# History of Utah Fishing



## joshmobile (Oct 12, 2010)

From dynamite to fishing with corn the rules and regulation of fishing in Utah have changed a lot since 1853. I searched out all the years laws and proclamations and put them in one article with a bunch of fishing history thrown in. Please give it a read and let me know what you think.

https://junesucker.com/history-of-utah-fishing-regulations/


----------



## 2full (Apr 8, 2010)

Very interesting for sure. Read thru parts of it. Will read more as I can. 
Thanks.


----------



## nocturnalenemy (Jun 26, 2011)

Very cool summary.

Found this one particularly interesting:

"1967 – New state record kokanee slamon is caught at Utah Lake weighing 4 pounds by Leo Park."

I had no idea there were kokes in Utah Lake.


----------



## PBH (Nov 7, 2007)

nocturnalenemy said:


> I had no idea there were kokes in Utah Lake.


I'm pretty sure that everything has been tried in Utah Lake.


----------



## Critter (Mar 20, 2010)

It surprised me that they have been having problems with carp ever since they were planted into Utah Lake.


----------



## johnrr65 (Nov 7, 2019)

Cool


----------



## Vanilla (Dec 11, 2009)

This looks really interesting. A lot of information and history here. Thanks for sharing!


----------



## shaner (Nov 30, 2007)

Back in the day some salmon were tried in the Jordan River.


----------



## wyogoob (Sep 7, 2007)

joshmobile said:


> From dynamite to fishing with corn the rules and regulation of fishing in Utah have changed a lot since 1853. I searched out all the years laws and proclamations and put them in one article with a bunch of fishing history thrown in.
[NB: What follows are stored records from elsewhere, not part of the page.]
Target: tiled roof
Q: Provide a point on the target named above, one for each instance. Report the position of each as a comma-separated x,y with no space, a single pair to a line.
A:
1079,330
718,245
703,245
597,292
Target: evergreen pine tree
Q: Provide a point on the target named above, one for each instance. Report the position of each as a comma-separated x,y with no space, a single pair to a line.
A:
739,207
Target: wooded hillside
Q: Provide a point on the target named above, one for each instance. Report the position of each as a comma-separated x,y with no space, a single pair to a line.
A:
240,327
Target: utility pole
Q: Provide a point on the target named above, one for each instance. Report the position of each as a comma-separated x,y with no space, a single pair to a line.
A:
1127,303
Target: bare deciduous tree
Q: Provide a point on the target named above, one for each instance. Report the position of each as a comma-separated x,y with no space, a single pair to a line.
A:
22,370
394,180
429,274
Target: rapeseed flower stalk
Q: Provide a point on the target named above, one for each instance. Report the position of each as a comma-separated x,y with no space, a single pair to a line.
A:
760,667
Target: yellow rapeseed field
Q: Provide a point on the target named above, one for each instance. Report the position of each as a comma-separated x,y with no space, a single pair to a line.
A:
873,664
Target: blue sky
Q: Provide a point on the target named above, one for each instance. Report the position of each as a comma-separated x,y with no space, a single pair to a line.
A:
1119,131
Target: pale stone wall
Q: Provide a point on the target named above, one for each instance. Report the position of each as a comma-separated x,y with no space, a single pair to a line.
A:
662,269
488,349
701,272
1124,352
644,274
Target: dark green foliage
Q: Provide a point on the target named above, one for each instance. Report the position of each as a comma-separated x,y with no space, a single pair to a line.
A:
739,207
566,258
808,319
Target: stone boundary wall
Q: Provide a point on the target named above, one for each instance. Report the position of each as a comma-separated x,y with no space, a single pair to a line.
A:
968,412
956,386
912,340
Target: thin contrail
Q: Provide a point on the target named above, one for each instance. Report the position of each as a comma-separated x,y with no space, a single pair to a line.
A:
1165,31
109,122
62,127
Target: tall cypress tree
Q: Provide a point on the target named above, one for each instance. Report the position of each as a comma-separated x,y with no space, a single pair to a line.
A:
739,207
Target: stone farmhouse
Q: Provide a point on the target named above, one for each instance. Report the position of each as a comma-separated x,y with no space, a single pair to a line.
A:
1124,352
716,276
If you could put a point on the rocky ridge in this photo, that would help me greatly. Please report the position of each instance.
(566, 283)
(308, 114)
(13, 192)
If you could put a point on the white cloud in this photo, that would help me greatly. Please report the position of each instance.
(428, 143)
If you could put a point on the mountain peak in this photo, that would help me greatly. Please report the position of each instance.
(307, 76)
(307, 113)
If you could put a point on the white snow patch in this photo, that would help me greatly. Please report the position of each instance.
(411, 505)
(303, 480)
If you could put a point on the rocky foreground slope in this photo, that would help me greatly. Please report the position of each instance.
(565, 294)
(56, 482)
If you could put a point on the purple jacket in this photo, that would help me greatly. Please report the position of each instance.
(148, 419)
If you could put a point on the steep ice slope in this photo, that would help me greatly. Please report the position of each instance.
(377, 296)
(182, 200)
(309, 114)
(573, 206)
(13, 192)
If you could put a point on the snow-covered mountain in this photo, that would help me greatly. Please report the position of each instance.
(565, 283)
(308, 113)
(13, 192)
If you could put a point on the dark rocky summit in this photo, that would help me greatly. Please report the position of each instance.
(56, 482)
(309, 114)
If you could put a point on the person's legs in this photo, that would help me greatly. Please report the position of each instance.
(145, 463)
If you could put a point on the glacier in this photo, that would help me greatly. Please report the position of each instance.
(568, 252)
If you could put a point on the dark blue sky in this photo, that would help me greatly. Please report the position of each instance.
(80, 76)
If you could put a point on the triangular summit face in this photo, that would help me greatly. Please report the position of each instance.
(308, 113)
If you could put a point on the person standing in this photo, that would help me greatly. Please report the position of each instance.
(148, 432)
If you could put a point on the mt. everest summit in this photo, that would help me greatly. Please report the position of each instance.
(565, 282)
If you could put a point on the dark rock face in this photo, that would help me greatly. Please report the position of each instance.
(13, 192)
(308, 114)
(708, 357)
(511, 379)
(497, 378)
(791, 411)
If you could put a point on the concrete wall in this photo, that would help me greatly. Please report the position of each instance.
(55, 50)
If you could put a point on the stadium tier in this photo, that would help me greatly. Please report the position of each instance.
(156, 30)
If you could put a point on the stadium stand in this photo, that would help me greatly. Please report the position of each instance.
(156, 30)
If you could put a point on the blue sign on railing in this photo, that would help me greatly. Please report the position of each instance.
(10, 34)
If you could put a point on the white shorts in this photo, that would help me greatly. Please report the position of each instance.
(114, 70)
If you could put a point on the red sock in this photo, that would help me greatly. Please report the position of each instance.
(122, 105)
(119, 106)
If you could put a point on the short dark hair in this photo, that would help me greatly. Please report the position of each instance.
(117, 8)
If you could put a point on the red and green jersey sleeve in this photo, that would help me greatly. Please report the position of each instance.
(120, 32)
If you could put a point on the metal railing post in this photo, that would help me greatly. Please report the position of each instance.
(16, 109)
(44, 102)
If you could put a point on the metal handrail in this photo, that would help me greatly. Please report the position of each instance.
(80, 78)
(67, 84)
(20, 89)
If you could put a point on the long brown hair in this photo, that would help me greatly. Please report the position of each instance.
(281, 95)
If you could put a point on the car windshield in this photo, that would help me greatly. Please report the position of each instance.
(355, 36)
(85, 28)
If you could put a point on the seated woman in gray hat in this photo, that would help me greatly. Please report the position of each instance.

Please give it a read and let me know what you think.
> 
> https://junesucker.com/history-of-utah-fishing-regulations/


 Thanks for sharing and welcome to the Forum!
.


----------



## DallanC (Jan 13, 2009)

Personally the coolest transplant attempt was whales in the Great Salt Lake. They figured the whales breath air and could filter feed the brine shrimp. Didnt really think out processing the high salt content water for water needs very well though.


-DallanC


----------



## nocturnalenemy (Jun 26, 2011)

DallanC said:


> Personally the coolest transplant attempt was whales in the Great Salt Lake. They figured the whales breath air and could filter feed the brine shrimp. Didnt really think out processing the high salt content water for water needs very well though.
> 
> -DallanC


Meateater recently covered this on their Fact Checker segment:
https://www.themeateater.com/conser...r-were-whales-released-in-the-great-salt-lake

Sent from my Pixel 3 using Tapatalk


----------



## Wildlifepark (Feb 25, 2018)

Thanks for sharing this info. It's very interesting. :smile:


----------



## Moose_2020 (Jun 26, 2020)

Thanks for the info. You learn something every day....if you'rs paying attention!


----------